In order to dodge her noble suitor, Harriet decides to go on a walking tour of England. This goes well until  one day she comes across a body with its throat cut lying on a remote beach. Since the tide is coming in quickly, and Harriet knows it will probably be impossible to get the police to the scene before it gets covered in water, she takes pictures of grisly deed, then runs for help.

To all the world this death looks like a suicide--why else would a man with a full beard be in possession of a razor with which to cut his throat? And there is no discernible evidence of another person having been at the crime scene. In Harriet's mind, however, there are enough incongruous elements to make her suspect murder. Being a shrewd businesswoman and generally wary of the press, she calls in the media in order both to garner publicity for her upcoming mystery novel and to deflect suspicion away from herself, since her character has already been darkened.

Unfortunately--in her view, anyway--all that press immediately attracts the attention of Lord Peter Wimsey, who could no more resist an opportunity to solve a murder and court his great flame than a cat could resist a ball of catnip. With the impetuous Lord Peter proposing to her every five minutes, Harriet nevertheless set out with him to solve a case that only seems to get more baffling the further she and Peter go.

The murder victim turns out to be a Russian dancer named Paul Alexis who worked at a local resort. Far from having any reason to want to kill himself, however, Paul Alexis had been about to marry a rich widow and enjoy the life of ease and luxury that he'd always wanted. Of course the fact that he was about to come into a large some of money means that there should be a motive for murder. When the widow's son shows up the next day with very unkind things to say about Paul Alexis, Peter and Harriet get an inkling that this man would be the likeliest candidate for their murderer. The only problem is that the son has an airtight alibi for the time of the murder. In addition Harriet ran into a few other suspicious characters on the road to the beach immediately after the murder, none of which have been traced yet. So Lord Peter and Harriet have their work cut out for them in solving this caper.

In the meantime the two of them indulge in some wonderful flirtation and witty banter, which only gets interrupted at one point when Lord Peter reminds Harriet to be careful what she says because even though her heart isn't involved, his is, and she thus has the capacity to hurt him much more deeply than he could ever hurt her.
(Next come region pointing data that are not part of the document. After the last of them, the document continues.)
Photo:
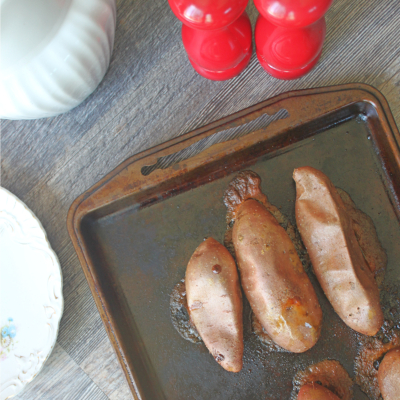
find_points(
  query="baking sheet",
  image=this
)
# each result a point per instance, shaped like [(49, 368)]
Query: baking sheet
[(135, 248)]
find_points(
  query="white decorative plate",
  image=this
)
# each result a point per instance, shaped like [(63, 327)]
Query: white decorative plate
[(31, 295)]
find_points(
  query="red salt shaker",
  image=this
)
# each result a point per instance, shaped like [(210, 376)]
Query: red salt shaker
[(289, 35), (216, 35)]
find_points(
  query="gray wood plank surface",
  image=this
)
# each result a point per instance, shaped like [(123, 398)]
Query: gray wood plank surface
[(151, 94)]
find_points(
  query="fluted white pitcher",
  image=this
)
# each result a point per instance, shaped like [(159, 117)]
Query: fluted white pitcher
[(54, 53)]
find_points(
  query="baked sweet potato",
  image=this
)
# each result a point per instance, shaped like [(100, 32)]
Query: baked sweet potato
[(215, 303), (341, 269), (272, 275), (316, 392), (389, 375)]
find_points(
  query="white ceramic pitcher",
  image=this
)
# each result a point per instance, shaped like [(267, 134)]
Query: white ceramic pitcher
[(54, 53)]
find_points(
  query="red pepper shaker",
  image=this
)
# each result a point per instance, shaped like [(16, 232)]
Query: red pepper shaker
[(216, 35), (289, 35)]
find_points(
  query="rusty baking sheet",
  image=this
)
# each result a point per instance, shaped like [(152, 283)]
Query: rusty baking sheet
[(136, 229)]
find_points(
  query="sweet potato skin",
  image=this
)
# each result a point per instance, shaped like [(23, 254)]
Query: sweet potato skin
[(327, 232), (389, 375), (316, 392), (273, 279), (215, 303)]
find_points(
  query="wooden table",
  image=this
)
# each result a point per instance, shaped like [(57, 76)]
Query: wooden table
[(151, 94)]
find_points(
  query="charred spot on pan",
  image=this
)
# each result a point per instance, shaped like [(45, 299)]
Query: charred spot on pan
[(180, 315), (329, 374), (218, 357), (196, 305), (216, 269)]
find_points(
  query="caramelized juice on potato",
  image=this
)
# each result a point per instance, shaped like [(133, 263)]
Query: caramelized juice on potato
[(272, 275), (327, 230)]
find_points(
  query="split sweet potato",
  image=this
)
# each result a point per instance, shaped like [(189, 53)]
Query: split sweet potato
[(272, 275), (338, 261), (215, 303)]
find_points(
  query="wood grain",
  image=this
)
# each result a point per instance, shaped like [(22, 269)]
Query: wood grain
[(151, 94)]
In Have His Carcase we get a glimpse of both what a good team Lord Peter and Harriet of them make at crime-solving, and of how much fun they can have together when Harriet lets her guard down. By the end of the book, however, it becomes clear that Harriet still has a lot of issues to work out and is not comfortable with the idea of a romantic relationship.

I must now admit that this is my least favorite of the four books in this series because it lacks the depth that the others have and instead tries to concentrate more on the murder itself. This is not to say that the murder in itself isn't any good. On the contrary, it's quite ingenious and baffling, and it only loses my interest at the part where Lord Peter and Harriet try to solve a cipher, a passage which is both overly long and impossible to follow. So the murder does well, and the banter between Lord Peter and Harriet is delightful, but I still cannot excuse the absence of the introspection that elevates the other books beyond the pack of common murder mysteries. Fortunately the next book in the series more than makes up for this one's weakness.

Still, however, this book is delightful and well worth reading. A good entry to the Wimsey/Vane series, even if it's not as strong as the others.